Spotify Web Player Failure due to Crash of Connected Device

2020-05-08

On May 6, several iOS apps including Spotify crashed due to a bug in Facebook's iOS SDK. These apps embed Facebook's SDK to implement Facebook's login or integration features. Regardless of whether or not one actually uses Facebook with these apps, the apps attempted to connect to Facebook's servers and crashed with an NSInvalidArgumentException. These crashes were triggered when Facebook updated their servers. Facebook apparently resolved the issue by reverting those server-side changes per a message that was later deleted. This deleted message was followed up with a general statement that didn't mention how the issue was resolved.

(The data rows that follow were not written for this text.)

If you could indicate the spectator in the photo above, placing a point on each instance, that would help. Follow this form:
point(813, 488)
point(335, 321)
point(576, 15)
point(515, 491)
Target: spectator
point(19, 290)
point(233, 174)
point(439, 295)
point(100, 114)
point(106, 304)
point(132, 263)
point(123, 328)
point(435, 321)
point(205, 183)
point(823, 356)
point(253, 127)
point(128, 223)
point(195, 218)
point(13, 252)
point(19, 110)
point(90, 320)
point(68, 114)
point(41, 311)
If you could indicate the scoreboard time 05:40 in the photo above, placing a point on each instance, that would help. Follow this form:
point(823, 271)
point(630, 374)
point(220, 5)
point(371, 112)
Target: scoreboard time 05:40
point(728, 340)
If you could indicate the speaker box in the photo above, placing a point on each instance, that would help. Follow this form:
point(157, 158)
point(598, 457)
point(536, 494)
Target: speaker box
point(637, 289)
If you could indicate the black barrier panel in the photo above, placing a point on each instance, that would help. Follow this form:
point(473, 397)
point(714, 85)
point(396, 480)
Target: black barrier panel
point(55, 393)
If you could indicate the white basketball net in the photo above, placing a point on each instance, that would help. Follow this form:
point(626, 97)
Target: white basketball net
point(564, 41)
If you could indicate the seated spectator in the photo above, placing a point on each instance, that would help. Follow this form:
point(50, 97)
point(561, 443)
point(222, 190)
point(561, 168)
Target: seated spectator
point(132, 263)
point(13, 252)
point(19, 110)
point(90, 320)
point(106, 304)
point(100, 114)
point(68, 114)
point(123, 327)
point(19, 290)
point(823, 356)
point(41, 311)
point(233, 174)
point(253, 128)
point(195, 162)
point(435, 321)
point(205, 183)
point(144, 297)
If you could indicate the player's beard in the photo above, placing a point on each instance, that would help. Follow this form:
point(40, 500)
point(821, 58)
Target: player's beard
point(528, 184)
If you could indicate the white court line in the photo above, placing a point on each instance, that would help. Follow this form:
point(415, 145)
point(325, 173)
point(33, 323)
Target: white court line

An interesting side effect was that Spotify's web player (https://open.spotify.com/) couldn't play songs anymore, even after my iOS app had recovered. Logging out and logging back in as well as hard refreshes in the browser didn't resolve the issue. Looking at my browser's developer console, I noticed that requests to the POST https://guc-spclient.spotify.com/track-playback/v1/devices endpoint timed out with a 504 response from the load balancer. On success, that endpoint seems to return a list of the connected Spotify devices with information per device such as the device type (e.g., computer, phone) and device capabilities (e.g., volume control support, video playback support). The 504 response was potentially related to one of the devices (the iOS device) being in a bad state in the past. It was possible to fix the issue by going to the Spotify account settings and selecting "SIGN OUT EVERYWHERE". After logging back in, web player was able to play songs again.

It appears that Spotify might prevent similar issues from happening in the future by implementing more robust error handling on the frontend. For example, when requests to the aforementioned devices endpoint time out, the Spotify web player can potentially display a message explaining that connected devices cannot be found at the moment and allow the user to play songs on the current device. In addition, the web player could offer the option to let the user sign out on other devices in order to disconnect problematic devices. Moreover, the 504 response indicates that the load balancer didn't receive a response from the upstream backend server, which points to a bug in the backend that should be fixed as well to address the root cause of the 504 responses.